There are legal and viable alternatives to accepting and implementing Tory brutality and incompetence, and we Women of Bristol will be standing up for all our citizen's rights tomorrow.
Please join us and bring your metaphorical horsewhip to lick our Mayor and Councillors into shape!
Her comment was selectively quoted and used to characterise it as a racist attack on Marvin Rees, the mayor. Here, on Operation Black Vote, it is apparent that the writer calling for her expulsion from the Labour Party was not in possession of the full facts, or that they chose not to reveal them.

Labour party member Mal Sainsbury informed a Bristol local party Facebook group that she’d like to take a ‘horse whip’ to Bristol Mayor Marvin Rees for the cuts he is being forced to make to some local services. She goes on to encourage others to join her: "Please join us and bring your metaphorical whip to lick our Mayor ". 
As a matter of urgency Labour party head office must suspend its racist members in Bristol until a investigation is undertaken, and sanction those who have supported such appalling rhetoric.
It's possible that a case might be made for insensitivity in Mal's post; I'm not the one making that case, though, because I think the response misses the point. Referencing an important moment of Bristol's radical and feminist history in the context of current affairs seems perfectly legitimate; and attempting to silence and mischaracterise that reference is misguided and mischievous, and reflects poorly upon those making that claim.

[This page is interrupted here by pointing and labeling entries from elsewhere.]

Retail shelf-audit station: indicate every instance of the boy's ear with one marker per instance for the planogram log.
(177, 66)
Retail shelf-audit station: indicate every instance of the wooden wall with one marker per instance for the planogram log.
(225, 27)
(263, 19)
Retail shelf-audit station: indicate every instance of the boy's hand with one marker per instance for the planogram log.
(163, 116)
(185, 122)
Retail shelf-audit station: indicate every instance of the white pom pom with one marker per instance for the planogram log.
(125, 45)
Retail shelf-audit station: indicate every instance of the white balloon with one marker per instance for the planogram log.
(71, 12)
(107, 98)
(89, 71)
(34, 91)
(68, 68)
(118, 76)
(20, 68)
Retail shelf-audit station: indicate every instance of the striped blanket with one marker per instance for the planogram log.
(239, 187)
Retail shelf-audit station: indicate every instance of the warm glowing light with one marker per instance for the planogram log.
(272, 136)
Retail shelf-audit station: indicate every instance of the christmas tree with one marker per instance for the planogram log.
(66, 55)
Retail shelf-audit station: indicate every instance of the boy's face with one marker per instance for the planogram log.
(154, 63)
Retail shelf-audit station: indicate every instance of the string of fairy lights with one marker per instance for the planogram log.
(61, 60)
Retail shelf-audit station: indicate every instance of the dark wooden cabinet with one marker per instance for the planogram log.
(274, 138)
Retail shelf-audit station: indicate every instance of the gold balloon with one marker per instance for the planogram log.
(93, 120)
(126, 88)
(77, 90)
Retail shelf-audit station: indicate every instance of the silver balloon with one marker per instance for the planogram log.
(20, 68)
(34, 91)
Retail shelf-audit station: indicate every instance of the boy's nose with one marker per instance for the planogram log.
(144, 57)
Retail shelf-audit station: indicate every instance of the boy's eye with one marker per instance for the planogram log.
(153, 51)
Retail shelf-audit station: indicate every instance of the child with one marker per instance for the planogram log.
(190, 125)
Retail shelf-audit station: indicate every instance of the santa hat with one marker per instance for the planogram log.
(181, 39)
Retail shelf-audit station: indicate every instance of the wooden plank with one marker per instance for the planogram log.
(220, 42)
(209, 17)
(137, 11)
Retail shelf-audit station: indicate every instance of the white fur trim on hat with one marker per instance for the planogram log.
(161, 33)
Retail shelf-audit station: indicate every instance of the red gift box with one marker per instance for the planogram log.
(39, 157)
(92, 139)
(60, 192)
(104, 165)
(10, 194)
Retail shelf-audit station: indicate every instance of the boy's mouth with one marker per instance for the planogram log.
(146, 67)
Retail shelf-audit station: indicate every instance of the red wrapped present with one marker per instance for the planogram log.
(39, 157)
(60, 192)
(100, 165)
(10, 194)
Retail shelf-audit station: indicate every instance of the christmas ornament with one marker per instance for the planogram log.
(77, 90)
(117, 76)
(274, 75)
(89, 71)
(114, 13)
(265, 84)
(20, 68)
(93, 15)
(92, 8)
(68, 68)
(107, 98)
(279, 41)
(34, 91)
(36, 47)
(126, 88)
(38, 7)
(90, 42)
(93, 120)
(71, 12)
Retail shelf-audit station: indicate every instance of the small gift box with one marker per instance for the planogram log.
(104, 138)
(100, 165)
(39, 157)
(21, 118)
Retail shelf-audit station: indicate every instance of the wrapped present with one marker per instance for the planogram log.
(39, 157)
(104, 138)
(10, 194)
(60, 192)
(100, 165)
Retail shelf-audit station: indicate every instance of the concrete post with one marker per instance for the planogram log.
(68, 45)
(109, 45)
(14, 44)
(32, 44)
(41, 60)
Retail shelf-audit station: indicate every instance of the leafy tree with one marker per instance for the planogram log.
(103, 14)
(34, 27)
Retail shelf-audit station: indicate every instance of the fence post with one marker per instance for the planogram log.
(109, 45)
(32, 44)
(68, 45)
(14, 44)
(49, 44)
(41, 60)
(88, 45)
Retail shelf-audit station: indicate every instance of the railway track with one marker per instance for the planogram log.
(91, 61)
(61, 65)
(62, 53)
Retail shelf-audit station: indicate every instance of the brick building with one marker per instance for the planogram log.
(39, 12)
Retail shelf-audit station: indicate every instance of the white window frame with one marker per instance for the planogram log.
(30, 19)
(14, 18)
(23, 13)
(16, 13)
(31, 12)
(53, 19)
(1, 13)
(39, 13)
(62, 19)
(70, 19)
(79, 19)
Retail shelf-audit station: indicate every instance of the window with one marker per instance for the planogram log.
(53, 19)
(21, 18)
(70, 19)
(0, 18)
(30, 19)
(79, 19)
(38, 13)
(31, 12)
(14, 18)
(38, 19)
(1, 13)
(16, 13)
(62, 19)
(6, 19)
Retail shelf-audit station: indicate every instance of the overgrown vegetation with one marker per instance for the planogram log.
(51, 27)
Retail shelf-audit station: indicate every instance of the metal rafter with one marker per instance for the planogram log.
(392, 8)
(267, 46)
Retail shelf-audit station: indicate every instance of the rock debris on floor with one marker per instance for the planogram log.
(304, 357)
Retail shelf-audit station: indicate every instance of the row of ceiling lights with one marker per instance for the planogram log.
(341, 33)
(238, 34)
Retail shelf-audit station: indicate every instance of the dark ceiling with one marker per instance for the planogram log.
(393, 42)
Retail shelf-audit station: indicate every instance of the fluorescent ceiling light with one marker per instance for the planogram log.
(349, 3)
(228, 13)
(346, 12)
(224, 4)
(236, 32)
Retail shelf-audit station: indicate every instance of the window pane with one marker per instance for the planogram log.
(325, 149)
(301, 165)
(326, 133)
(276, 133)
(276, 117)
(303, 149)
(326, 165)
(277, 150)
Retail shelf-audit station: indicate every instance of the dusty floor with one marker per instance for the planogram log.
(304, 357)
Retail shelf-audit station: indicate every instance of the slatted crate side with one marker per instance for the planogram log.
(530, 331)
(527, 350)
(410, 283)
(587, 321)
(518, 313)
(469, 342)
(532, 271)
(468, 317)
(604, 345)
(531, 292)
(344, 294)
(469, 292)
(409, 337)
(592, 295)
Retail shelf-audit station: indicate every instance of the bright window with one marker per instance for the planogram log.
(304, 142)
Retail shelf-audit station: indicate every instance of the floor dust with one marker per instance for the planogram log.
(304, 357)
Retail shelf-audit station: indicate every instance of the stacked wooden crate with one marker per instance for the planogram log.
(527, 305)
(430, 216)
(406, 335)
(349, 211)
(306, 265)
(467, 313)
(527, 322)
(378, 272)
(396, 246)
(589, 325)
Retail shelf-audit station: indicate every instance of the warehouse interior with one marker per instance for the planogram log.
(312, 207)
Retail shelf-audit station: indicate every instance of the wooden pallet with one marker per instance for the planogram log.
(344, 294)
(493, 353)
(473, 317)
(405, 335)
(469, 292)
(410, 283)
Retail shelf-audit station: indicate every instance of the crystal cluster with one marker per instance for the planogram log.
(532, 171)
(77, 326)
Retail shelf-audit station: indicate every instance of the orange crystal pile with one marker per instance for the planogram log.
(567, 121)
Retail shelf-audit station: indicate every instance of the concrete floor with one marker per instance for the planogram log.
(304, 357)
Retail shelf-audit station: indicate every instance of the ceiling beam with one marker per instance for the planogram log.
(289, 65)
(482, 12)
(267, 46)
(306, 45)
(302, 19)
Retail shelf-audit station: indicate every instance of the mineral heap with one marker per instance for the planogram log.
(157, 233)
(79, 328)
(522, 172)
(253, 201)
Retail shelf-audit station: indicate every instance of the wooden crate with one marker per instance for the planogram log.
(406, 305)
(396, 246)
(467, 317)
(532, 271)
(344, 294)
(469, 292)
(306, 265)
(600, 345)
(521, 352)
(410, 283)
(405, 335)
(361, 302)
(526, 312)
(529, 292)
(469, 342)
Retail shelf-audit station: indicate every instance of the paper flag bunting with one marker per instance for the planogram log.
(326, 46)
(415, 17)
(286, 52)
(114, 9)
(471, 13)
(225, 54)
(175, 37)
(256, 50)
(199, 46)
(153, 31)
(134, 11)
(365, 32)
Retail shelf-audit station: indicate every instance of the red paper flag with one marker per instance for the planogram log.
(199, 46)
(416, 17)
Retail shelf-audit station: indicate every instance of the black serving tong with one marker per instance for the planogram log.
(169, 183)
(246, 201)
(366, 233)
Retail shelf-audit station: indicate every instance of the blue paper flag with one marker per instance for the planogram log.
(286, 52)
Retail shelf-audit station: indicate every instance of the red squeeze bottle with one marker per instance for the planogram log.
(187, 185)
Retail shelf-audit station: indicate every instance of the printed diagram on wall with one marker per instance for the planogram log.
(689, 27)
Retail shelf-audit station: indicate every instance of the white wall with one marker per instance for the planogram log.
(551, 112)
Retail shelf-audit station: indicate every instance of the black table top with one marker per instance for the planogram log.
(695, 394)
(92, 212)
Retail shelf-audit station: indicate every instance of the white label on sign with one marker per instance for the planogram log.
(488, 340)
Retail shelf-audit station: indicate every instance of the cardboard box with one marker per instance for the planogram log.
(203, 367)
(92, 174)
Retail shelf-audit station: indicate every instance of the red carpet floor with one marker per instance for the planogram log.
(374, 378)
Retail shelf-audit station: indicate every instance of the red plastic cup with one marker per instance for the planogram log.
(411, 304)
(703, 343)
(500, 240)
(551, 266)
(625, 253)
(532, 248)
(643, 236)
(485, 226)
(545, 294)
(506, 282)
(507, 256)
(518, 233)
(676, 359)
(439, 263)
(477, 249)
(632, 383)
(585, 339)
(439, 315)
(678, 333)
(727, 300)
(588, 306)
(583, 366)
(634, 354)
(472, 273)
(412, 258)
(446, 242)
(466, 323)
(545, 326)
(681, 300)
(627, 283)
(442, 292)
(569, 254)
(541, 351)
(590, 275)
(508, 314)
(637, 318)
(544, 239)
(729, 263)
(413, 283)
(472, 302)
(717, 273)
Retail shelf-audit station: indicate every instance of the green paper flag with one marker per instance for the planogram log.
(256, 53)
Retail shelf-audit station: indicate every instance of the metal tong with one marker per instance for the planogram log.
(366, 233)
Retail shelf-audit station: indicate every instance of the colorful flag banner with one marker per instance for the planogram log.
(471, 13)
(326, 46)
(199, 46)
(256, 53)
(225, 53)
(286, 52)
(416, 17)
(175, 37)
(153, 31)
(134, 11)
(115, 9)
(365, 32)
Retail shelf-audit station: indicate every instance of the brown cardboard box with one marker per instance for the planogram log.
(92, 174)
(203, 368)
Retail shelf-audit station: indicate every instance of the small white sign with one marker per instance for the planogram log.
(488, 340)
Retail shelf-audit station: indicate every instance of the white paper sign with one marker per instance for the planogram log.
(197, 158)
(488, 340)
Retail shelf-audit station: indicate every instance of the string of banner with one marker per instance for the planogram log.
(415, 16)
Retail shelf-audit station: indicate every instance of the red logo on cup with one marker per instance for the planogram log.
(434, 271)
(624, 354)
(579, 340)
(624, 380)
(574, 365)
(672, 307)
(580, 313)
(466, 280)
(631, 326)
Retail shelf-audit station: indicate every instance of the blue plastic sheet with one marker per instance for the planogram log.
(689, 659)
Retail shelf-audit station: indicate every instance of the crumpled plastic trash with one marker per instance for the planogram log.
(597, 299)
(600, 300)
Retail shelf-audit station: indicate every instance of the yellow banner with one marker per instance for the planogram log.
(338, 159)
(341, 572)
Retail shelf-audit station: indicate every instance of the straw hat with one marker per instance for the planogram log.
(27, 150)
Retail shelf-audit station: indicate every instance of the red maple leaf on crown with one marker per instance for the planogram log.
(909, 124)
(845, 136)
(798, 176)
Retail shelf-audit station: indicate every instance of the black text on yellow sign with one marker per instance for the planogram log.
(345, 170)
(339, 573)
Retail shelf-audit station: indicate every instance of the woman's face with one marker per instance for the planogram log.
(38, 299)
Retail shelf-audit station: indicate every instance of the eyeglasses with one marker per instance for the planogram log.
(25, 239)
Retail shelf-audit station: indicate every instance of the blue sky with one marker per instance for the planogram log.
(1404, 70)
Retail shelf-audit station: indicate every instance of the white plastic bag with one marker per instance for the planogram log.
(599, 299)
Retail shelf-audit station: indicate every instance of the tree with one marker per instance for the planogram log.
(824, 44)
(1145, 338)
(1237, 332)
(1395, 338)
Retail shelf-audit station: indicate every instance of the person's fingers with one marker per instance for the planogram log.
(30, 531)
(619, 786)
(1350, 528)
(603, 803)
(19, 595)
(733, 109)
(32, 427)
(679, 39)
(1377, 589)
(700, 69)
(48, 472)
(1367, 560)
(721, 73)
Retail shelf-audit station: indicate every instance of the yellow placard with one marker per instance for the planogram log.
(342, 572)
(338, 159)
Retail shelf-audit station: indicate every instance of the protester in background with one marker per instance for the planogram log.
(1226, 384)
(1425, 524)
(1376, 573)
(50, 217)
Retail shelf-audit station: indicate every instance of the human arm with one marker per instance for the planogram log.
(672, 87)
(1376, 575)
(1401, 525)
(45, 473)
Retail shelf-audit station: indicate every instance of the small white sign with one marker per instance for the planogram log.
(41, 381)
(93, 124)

(postscript 24th Nov) it seems that Bristol mayor Marvin Rees is a member of OBV, the organisation which published the inflammatory article calling for Mal's expulsion from the Labour Party. And as of today, that inflammatory article is still present on OBV's website, despite them being in full possession of the facts, and despite discussions between Mal and OBV as a result of which they expressed themselves satisfied that 'her intentions were not racial'. Anecdotally, I understand that a lot of hostility has been generated against Mal Sainsbury online as a result.